Migrated from eDJGroupInc.com. Author: Barry Murphy. Published: 2010-03-10 07:19:01Format, images and links may no longer function correctly. In his earlier journal entries – Inside of Automated Review Part 1 and Part 2 – Greg Buckles explored the practice of using content analysis software to enable a level of automate for document review. The growing trend to let software create clusters of content by concept and other analytics in an effort to decrease massive review costs in a good indication that automation is here to stay.
Thankfully, I’m seeing more and more indications that content analytics are becoming accepted in the information governance community. At LegalTech, I participated in a panel and one of the questions I received was how organizations can better proactively manage information in order to make eDiscovery as efficient as possible. My answer was to use auto-classification to go through legacy content and identify potential records, knowledge assets, and other retention-worthy content. This answer was the topic of debate, with some folks thinking that auto-classification will never stand up in court or is simply not advanced enough to work. Others feel that there is no way to effectively classify information manually and therefore auto-classification is inevitable.
I fall into the latter camp – there is simply too much information for us to realistically expect that people will classify it. Take email for example – on a good day, I get about 100 emails; there is not enough time in the day for me to classify each one of them. Sticking with the email example, even if I did have enough time to classify each message, there is very little chance that I would correctly classify each one on a consistent basis. One day I might file an email about the Jones contract in the folder labeled “Jones” and another day I might file that email in a folder labeled “contracts.” It’s simply human nature.
To be fair, however, the term automation does imply that the human element of classification will be eliminated. When automated classification became a hot topic in the early 2000’s, many touted the death of records management. The records management crowd was looked upon as “old school” and conservative; a hindrance to fully leveraging organizational information. But, nothing could have been further from the truth.
What automated classification does is increase the importance of records management departments. In fact, there is a death of records management – no longer should we refer to this group as “records management;” this group should be called “information management.” While there is a classic definition of a “record,” it’s time to acknowledge the semantics at play here. The Amendments to the Federal Rules of Civil Procedure in 2006 made all electronically stored information (ESI) discoverable and therefore worthy of some level of retention management. Even if ESI is not a traditional record, we still need to classify it and save it for some finite period of time. To me, the term “record” just denotes an even higher value of information asset.

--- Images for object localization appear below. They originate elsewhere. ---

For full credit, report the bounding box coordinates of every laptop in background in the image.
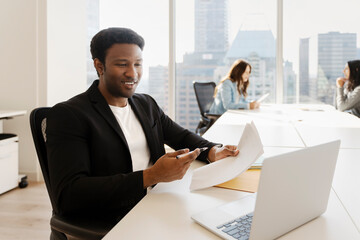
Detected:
[191,140,340,240]
[255,92,270,103]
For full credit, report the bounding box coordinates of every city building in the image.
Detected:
[299,38,310,100]
[148,65,169,113]
[283,60,296,103]
[175,0,229,131]
[224,30,276,103]
[317,31,357,104]
[194,0,228,62]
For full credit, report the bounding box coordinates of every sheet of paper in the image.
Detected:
[190,121,264,191]
[256,93,270,103]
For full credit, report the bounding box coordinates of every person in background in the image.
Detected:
[46,27,239,238]
[335,60,360,117]
[209,59,259,115]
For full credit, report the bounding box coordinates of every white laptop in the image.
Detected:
[191,140,340,240]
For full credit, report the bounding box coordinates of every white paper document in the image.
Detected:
[255,92,270,103]
[190,121,264,191]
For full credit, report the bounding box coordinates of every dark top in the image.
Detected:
[46,80,216,224]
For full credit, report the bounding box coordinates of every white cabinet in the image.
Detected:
[0,110,26,194]
[0,135,19,194]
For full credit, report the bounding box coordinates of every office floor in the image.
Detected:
[0,182,52,240]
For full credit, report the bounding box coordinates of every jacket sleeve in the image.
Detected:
[219,80,249,110]
[336,86,360,112]
[142,95,218,163]
[46,103,145,217]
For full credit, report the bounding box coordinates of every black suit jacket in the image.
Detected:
[46,80,216,223]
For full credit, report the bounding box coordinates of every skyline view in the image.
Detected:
[90,0,360,131]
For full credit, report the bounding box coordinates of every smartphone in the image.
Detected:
[176,147,208,159]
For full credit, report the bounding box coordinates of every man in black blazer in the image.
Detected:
[46,28,239,228]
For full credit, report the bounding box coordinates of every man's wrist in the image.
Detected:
[207,144,222,163]
[143,168,157,188]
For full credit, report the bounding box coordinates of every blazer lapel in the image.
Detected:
[129,97,159,163]
[87,81,129,149]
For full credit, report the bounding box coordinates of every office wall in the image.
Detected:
[0,0,87,181]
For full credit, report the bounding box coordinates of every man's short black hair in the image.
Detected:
[90,27,145,64]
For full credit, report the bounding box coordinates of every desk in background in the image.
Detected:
[0,110,26,132]
[104,104,360,239]
[0,110,26,194]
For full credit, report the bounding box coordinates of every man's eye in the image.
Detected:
[116,64,127,67]
[135,63,142,67]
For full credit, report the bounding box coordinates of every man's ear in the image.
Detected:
[94,58,104,76]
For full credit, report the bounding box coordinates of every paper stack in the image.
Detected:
[190,121,264,191]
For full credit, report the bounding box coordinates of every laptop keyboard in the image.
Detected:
[216,212,253,240]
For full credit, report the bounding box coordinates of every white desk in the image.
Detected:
[104,162,359,240]
[0,110,26,133]
[104,104,360,239]
[204,121,304,148]
[332,149,360,231]
[0,110,26,118]
[295,125,360,149]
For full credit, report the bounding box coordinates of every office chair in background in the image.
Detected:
[193,81,221,135]
[30,107,114,240]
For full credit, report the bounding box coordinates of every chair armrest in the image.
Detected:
[51,215,114,240]
[204,113,221,120]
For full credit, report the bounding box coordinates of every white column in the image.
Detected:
[276,0,284,104]
[168,0,176,120]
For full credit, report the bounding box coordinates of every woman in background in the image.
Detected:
[335,60,360,117]
[209,59,259,115]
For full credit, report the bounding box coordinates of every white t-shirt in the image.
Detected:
[109,104,151,171]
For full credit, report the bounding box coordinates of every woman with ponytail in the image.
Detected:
[335,60,360,117]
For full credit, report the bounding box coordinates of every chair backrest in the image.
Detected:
[30,107,113,239]
[29,107,57,212]
[193,81,216,118]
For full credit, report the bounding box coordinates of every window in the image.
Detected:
[98,0,169,112]
[176,0,276,131]
[283,0,360,104]
[96,0,360,132]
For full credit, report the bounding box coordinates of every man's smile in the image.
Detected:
[121,80,138,85]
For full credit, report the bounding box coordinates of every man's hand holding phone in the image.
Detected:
[143,148,202,188]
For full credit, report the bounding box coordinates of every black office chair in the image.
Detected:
[193,81,221,135]
[30,107,114,240]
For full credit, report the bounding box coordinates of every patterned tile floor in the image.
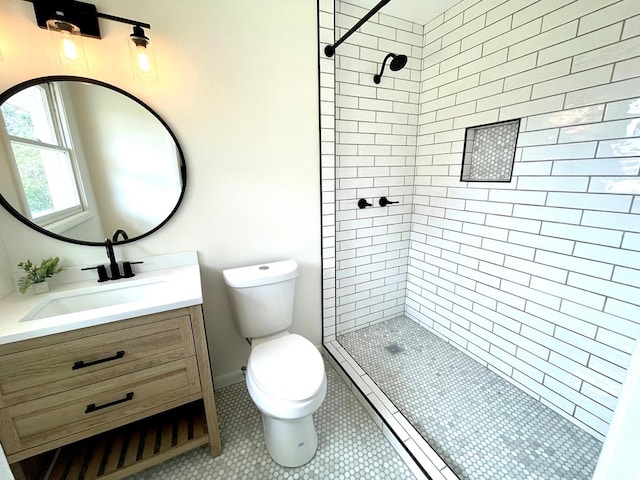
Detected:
[338,316,603,480]
[129,359,416,479]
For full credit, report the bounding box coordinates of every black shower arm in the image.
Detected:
[377,53,394,78]
[324,0,391,57]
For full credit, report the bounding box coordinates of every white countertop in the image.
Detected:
[0,251,203,345]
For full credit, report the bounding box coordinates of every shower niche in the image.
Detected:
[460,119,519,183]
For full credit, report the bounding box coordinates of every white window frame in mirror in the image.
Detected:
[0,82,92,229]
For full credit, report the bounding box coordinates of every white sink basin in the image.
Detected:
[0,252,203,346]
[20,277,166,322]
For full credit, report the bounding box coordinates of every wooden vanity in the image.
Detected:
[0,305,221,480]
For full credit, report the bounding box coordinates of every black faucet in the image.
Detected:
[82,239,143,282]
[112,229,129,242]
[105,239,122,280]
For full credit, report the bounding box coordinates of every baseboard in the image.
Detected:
[214,370,245,389]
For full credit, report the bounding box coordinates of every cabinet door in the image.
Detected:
[1,357,201,456]
[0,314,195,407]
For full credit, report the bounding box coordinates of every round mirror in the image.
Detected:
[0,76,186,246]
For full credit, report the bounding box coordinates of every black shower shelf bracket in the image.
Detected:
[324,0,391,57]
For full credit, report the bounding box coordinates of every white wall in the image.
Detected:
[0,0,321,385]
[0,235,12,300]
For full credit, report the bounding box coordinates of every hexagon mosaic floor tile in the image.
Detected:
[128,359,416,480]
[338,316,603,480]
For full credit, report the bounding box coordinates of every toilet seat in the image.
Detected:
[248,334,324,402]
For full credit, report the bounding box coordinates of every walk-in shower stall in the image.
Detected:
[319,0,640,479]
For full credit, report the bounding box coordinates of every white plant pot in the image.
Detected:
[32,281,49,295]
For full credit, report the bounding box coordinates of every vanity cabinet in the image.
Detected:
[0,305,221,479]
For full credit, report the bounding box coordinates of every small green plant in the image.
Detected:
[17,257,63,294]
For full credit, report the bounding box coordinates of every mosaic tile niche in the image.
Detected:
[460,119,520,182]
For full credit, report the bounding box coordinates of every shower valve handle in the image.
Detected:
[358,198,373,209]
[379,197,399,207]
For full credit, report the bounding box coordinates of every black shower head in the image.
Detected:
[373,53,408,84]
[389,54,408,71]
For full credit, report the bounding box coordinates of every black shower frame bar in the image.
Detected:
[324,0,391,57]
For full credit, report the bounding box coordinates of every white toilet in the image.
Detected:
[222,260,327,467]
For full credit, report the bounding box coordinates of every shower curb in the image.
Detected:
[323,341,460,480]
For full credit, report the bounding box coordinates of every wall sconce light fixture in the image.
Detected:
[129,25,158,81]
[46,18,88,72]
[29,0,157,79]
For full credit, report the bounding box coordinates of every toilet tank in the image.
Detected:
[222,260,298,339]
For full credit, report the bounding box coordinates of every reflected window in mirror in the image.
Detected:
[0,83,86,226]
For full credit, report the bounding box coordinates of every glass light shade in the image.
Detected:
[128,29,158,82]
[46,19,88,72]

Getting back to the issue of automation, there is simply too much information – both newly created and legacy – to think that humans could classify all of it. Classification, though, is a must if organizations want to clean up information stores in order to be ready for eDiscovery if and when it strikes. So, there will be a need to rely on at least some level of automation for the classification process. This does not mean that humans are completely removed from the equation. There are two major ways in which humans must be involved in classification efforts.
First, humans are critical to go-forward classification. This means that organizations must make it as easy as possible for users to classify their information assets. Examples include capability to drag and drop emails into folders to drive classification and integration of records declaration/classification into content authoring tools.
The humans that work in information and records management groups are also critical to classification initiatives. These folks know how to organize information and can serve as quality assurance for automated classification as well second-level classifiers of the most important information assets. Let’s say that we use auto-classification to go through TBs of information on a network file share. Perhaps 20% of that information is classified as a potential “corporate record.” Most records management file plans have thousands of categories, so it will require an experienced records manager to ensure the right classification of those records. It’s this combination of automation with human intervention that will close the last mile of true information management.
For a long time, the records managers I interacted with were resistant to auto-classification, but now they are warming to it. I was recently at an event with a records manager who was looking at how to manage all of the records created in high-volume systems like email. He believed that without some level of auto-classification, any records management project would fail. It’s great to see records managers embracing technology and I hope that organizations begin to understand the real value that the records managers bring to the table.